Individuals with a lifetime cannabis use disorder were significantly more likely to adopt an early initiation pathway across all class comparisons (e.g., HS vs. MS: OR=0.77, 95% CI [0.61, 0.96]; EA vs. MS: OR=0.41, 95% CI [0.31, 0.56]), and the same trend was found for nicotine dependence (e.g., HS vs. MS: OR=0.68, 95% CI [0.57, 0.81]; EA vs. MS: OR=0.40, 95% CI [0.31, 0.51]). The association between lifetime alcohol use disorder and class membership was less robust; lifetime AUD did not significantly differentiate between the middle school, high school, and early adulthood classes. This may be attributable to substance-specific and cross-substance processes. Some evidence supports stronger relations between early first use and problems for tobacco (Lopez-Quintero et al., 2011) and cannabis (Palmer et al., 2009) than alcohol. Buu and colleagues (2014) determined that after controlling for early alcohol initiation, early nicotine and marijuana initiation did not contribute to alcohol problems. Thus, our finding that AUD was more weakly related to class membership may partially reflect weaker associations with early alcohol use and/or early tobacco and cannabis use. Limited research, however, has compared multiple substances, and conflicting evidence exists. Some studies support stronger substance-specific and cross-substance relationships for alcohol than illicit drugs (Behrendt, Wittschen, Höfler, Lieb, & Beesdo, 2009; Wagner & Anthony, 2002). Greater exploration of cross-substance associations is needed.
Relation to Personality
The current data suggest that higher levels of neuroticism and lower levels of agreeableness and conscientiousness are associated with earlier ages of substance use initiation. For instance, levels of these personality traits significantly differed between the high school and middle school classes (neuroticism: OR=0.89, 95% CI [0.81, 0.99]; agreeableness: OR=1.11, 95% CI [1.01, 1.22]; conscientiousness: OR=1.14, 95% CI [1.04, 1.26]). (It should be noted that variance shared between agreeableness and conscientiousness appeared to largely explain their effects). This is in line with evidence from previous studies. A meta-analysis of Big Five personality traits and alcohol involvement (Malouff et al., 2007) showed that low conscientiousness, low agreeableness, and high neuroticism were related to numerous dimensions of alcohol use; this mirrored findings from a meta-analysis examining tobacco use (Malouff, Thorsteinsson, & Schutte, 2006). Further, research on monozygotic twins discordant for cannabis involvement has shown cannabis initiation to be associated with higher levels of neuroticism (Vink, Nawijn, Boomsma, & Willemsen, 2007). Previous work has considered personality risk separately for these substances. The current study represents an advance by helping identify unique clusters of personality traits associated with initiation of multiple substances. The extent to which the current findings hold in different samples or across personality inventories should be explored.

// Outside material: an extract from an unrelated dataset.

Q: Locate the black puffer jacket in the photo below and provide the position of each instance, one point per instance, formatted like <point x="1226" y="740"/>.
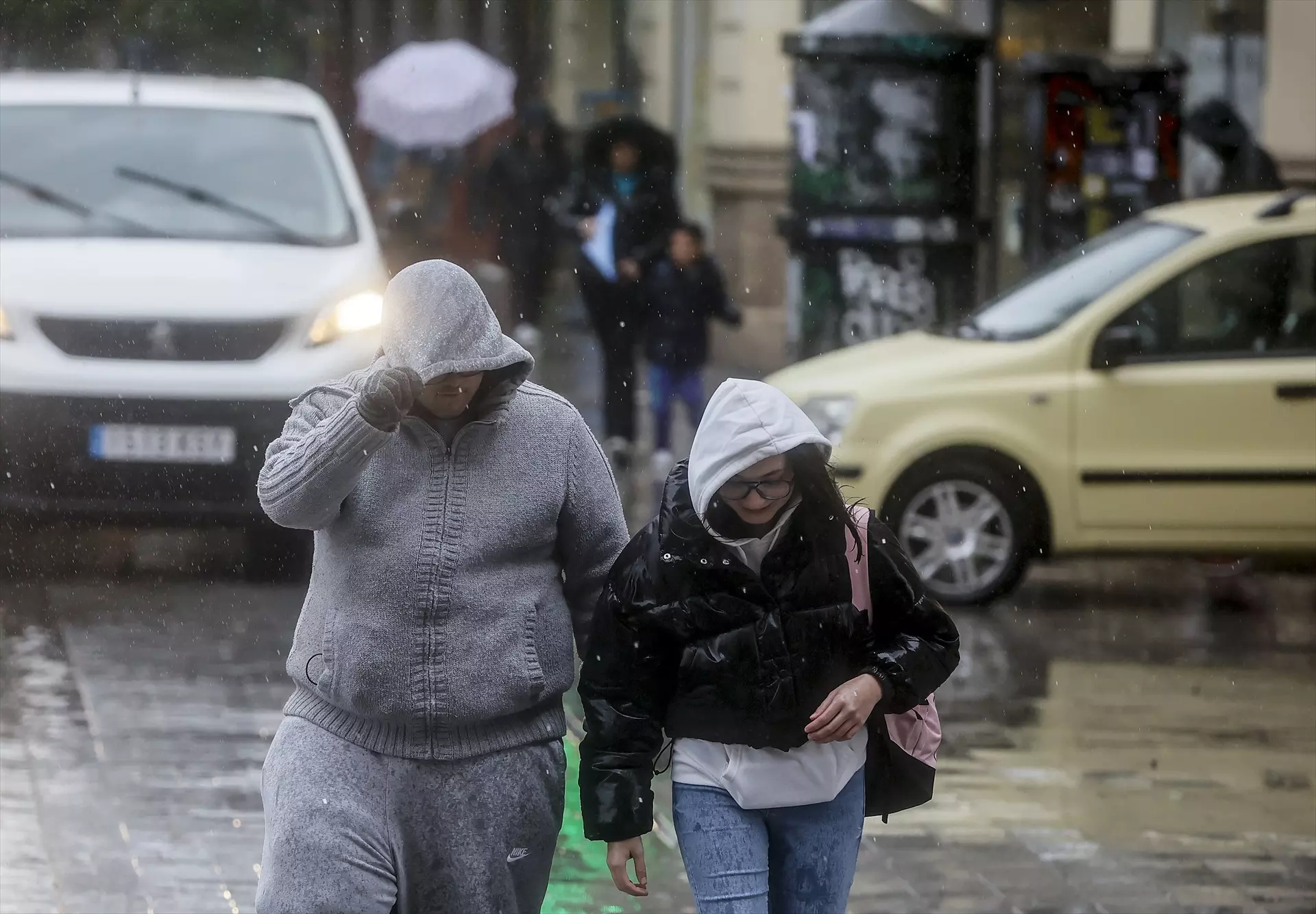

Sex Differences in the Effects of Delinquency on Class Membership
Moderation models detected an interaction between sex and delinquency, such that increases in delinquency were associated with a greater likelihood of early substance use initiation among women than men (e.g., HS vs. MS: OR=0.90, 95% CI [0.85, 0.95]; EA vs. MS: OR=0.73, 95% CI [0.67, 0.80]). This is interesting in light of previous findings regarding sex differences in delinquency and substance use. Some (e.g., Moffitt et al., 2001) detect a greater likelihood of substance-related problems among delinquent boys than girls, while others (e.g., Elkins et al., 2007) find no sex differences. Some evidence also suggests that although delinquency and substance use are observed less frequently in girls, female delinquency rarely occurs in the absence of substance involvement (Federman et al., 1997). Far fewer studies, however, have explored sex differences in the link between conduct problems and early-onset substance use. It may be that sex-specific factors present in adolescence lead to a differential association between early-onset use and delinquency. For instance, girls' social-cognitive styles differ from boys' styles, such that they exhibit greater concerns regarding social judgment. This is generally protective against behavioral problems. However, for some girls, social-cognitive orientation may increase risk for externalizing behaviors (Rose & Rudolph, 2006). Connection-oriented goals may lead them to engage in delinquent behaviors or substance use to strengthen ties with boyfriends who behave this way (Caspi, Lynam, Moffitt, & Silva, 1993). Alternatively, they may integrate with opposite-sex peer groups, which diminish sex-typed social-cognitive styles and promote substance involvement (Rose & Rudolph, 2006). Thus, delinquency may occur at lower mean levels among girls due to lower exposure to risk factors (Moffitt et al., 2001). However, those girls who exhibit conduct problems may possess unique risk for other adolescent outcomes. To our knowledge, this is the first study to document sex differences in the relation between delinquency and polysubstance initiation. Future work will be necessary to replicate this finding and determine how it intersects with sex differences in the association between delinquency and later-onset substance involvement.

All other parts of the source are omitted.